Below are corrected variants that preserve the original behavior while fixing the data layout and channel order.

import cv2
import numpy
import glfw

# image generated with ImageMagick: 
#    convert -size 32x32 -define png:color-type=2 canvas:white empty.png
# or with Python and PIL
#    python3 -c 'from PIL import Image;Image.new("RGB", (32,32), color="white").save("empty.png")'

ICON_FILE = 'empty.png'

def attach_icon_via_pillow(win_handle, icon_path):
    from PIL import Image
    picture = Image.open(icon_path)
    glfw.set_window_icon(win_handle, 1, [picture])
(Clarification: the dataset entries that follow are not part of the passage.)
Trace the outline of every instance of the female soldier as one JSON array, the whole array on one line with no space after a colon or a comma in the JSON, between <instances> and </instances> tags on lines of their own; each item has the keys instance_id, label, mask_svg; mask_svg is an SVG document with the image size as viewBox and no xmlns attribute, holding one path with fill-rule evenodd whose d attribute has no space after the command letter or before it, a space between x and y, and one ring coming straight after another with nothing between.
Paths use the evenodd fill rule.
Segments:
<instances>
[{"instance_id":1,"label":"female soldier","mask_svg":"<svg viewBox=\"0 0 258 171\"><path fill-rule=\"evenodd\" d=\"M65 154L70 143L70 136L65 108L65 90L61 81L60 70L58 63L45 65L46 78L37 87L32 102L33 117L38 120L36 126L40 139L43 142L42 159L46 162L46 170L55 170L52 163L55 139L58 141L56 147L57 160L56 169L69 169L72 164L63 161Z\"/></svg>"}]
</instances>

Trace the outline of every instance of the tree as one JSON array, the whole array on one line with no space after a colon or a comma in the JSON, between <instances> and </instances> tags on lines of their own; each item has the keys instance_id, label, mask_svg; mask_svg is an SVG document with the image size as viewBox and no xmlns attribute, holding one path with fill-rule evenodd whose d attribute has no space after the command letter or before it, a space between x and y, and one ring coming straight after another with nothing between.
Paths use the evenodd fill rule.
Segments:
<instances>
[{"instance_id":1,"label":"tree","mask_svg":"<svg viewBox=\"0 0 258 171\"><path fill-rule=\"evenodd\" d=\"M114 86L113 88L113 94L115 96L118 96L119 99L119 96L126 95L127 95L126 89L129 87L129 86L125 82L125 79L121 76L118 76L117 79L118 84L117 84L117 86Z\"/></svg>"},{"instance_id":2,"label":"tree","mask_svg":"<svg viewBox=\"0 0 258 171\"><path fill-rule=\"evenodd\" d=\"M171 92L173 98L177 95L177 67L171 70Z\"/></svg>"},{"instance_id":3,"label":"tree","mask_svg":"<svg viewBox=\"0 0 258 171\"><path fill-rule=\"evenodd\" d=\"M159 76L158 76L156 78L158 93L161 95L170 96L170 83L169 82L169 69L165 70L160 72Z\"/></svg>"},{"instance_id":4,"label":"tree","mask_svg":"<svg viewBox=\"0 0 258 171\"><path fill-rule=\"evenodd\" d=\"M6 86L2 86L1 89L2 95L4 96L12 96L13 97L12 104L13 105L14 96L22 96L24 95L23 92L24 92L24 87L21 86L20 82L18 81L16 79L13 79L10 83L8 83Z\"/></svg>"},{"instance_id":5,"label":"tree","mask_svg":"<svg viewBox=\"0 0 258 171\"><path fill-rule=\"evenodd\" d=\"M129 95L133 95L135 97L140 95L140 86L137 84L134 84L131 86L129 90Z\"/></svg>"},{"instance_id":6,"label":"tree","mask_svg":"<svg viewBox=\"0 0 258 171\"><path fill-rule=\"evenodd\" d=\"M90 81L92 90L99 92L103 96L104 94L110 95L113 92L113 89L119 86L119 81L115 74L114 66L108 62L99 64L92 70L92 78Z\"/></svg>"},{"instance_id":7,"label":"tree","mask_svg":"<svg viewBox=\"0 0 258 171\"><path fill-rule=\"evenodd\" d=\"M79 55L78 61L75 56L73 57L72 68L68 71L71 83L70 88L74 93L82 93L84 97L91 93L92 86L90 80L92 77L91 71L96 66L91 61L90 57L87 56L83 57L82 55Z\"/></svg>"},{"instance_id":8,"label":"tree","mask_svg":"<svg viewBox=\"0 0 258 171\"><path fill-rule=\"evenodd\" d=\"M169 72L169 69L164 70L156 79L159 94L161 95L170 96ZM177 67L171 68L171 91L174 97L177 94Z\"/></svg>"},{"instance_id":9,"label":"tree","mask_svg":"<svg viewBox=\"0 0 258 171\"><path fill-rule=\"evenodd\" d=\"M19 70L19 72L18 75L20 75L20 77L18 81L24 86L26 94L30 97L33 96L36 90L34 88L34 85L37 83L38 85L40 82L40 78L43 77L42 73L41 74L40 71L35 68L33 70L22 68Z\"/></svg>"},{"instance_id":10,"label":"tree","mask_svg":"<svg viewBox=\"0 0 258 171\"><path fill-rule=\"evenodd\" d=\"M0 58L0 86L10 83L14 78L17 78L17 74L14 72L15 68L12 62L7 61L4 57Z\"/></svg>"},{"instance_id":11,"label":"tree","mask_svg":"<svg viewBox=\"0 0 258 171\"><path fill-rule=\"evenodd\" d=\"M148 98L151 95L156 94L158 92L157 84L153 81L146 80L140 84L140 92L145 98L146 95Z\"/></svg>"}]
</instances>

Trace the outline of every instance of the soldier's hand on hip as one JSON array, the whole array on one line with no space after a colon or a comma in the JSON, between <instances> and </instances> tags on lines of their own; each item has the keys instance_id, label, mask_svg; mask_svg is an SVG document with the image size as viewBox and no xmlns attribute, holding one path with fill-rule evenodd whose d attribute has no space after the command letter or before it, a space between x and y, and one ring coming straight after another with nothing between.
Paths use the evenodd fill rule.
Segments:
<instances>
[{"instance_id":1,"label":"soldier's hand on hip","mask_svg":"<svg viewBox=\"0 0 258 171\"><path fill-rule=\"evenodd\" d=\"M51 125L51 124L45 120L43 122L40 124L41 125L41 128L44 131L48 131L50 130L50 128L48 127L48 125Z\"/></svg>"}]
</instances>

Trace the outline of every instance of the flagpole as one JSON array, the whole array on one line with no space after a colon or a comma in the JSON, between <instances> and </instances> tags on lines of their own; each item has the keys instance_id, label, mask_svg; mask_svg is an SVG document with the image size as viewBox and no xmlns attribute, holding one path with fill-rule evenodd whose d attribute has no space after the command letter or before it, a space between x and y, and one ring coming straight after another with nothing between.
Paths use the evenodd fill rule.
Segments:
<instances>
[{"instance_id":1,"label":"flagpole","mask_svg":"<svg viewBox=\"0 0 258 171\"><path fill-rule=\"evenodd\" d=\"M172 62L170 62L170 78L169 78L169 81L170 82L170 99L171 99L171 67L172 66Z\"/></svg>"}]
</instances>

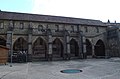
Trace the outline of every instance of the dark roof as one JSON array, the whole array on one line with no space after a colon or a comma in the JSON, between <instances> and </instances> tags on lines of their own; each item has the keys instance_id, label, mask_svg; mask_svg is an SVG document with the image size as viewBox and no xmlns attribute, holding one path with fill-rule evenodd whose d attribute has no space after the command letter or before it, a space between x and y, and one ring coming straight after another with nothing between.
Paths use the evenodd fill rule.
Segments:
<instances>
[{"instance_id":1,"label":"dark roof","mask_svg":"<svg viewBox=\"0 0 120 79\"><path fill-rule=\"evenodd\" d=\"M100 20L0 11L0 19L106 26Z\"/></svg>"}]
</instances>

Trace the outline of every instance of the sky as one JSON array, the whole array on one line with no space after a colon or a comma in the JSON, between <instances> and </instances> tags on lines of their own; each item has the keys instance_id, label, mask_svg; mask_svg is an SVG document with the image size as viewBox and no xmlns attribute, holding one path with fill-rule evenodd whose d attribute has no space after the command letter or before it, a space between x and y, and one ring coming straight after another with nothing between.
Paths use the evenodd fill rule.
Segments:
<instances>
[{"instance_id":1,"label":"sky","mask_svg":"<svg viewBox=\"0 0 120 79\"><path fill-rule=\"evenodd\" d=\"M120 0L0 0L1 11L120 23Z\"/></svg>"}]
</instances>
def attach_icon_via_cv2(win_handle, icon_path):
    img_cv = cv2.imread(icon_path, cv2.IMREAD_UNCHANGED)
    img_cv = cv2.cvtColor(img_cv, cv2.COLOR_BGR2RGB)  # convert from BGR to RGB

    if img_cv is None:
        return False

    hh, ww = img_cv.shape[:2]

    if img_cv.shape[2] == 3:
        alpha_chan = numpy.ones((hh, ww, 1), dtype=numpy.uint8) * 255
        img_cv = numpy.concatenate((img_cv, alpha_chan), axis=2)

    img_cv = img_cv.astype(numpy.uint8)
    glfw_image = (ww, hh, img_cv)  # 3D array, not flattened
    glfw.set_window_icon(win_handle, 1, [glfw_image])


def demo():
    if not glfw.init():
        return

    win = glfw.create_window(640, 480, "Hello World", None, None)
    if not win:
        glfw.terminate()
        return

    attach_icon_via_cv2(win, ICON_FILE)
    # attach_icon_via_pillow(win, ICON_FILE)

    glfw.make_context_current(win)

    while not glfw.window_should_close(win):
        glfw.swap_buffers(win)
        glfw.poll_events()

    glfw.terminate()

if __name__ == '__main__':
    demo()

Why this matters

pyGLFW’s API supports two distinct icon input forms: a PIL Image or a tuple of width, height, and a 3D RGBA array. Passing a flattened buffer breaks the expected pixels[i][j][k] access, which results in the TypeError you saw. Understanding this contract saves time on debugging and makes the fix straightforward. When documentation is sparse, reading the small but clear sections of library source helps reveal exactly what shape and type the function expects. Including full error traces also shortens the feedback loop, because the failing line often points directly at the mismatch.

Takeaways

Keep the pixel data as a H x W x 4 array when using OpenCV and add an alpha channel if it’s missing. Do not flatten the buffer. If you prefer the simplest path, pass a PIL Image and let pyGLFW convert it to RGBA internally. And when you get stuck or can’t find Python-specific documentation, inspect the library’s source and share the complete error message—the line and context usually reveal the exact shape the function expects.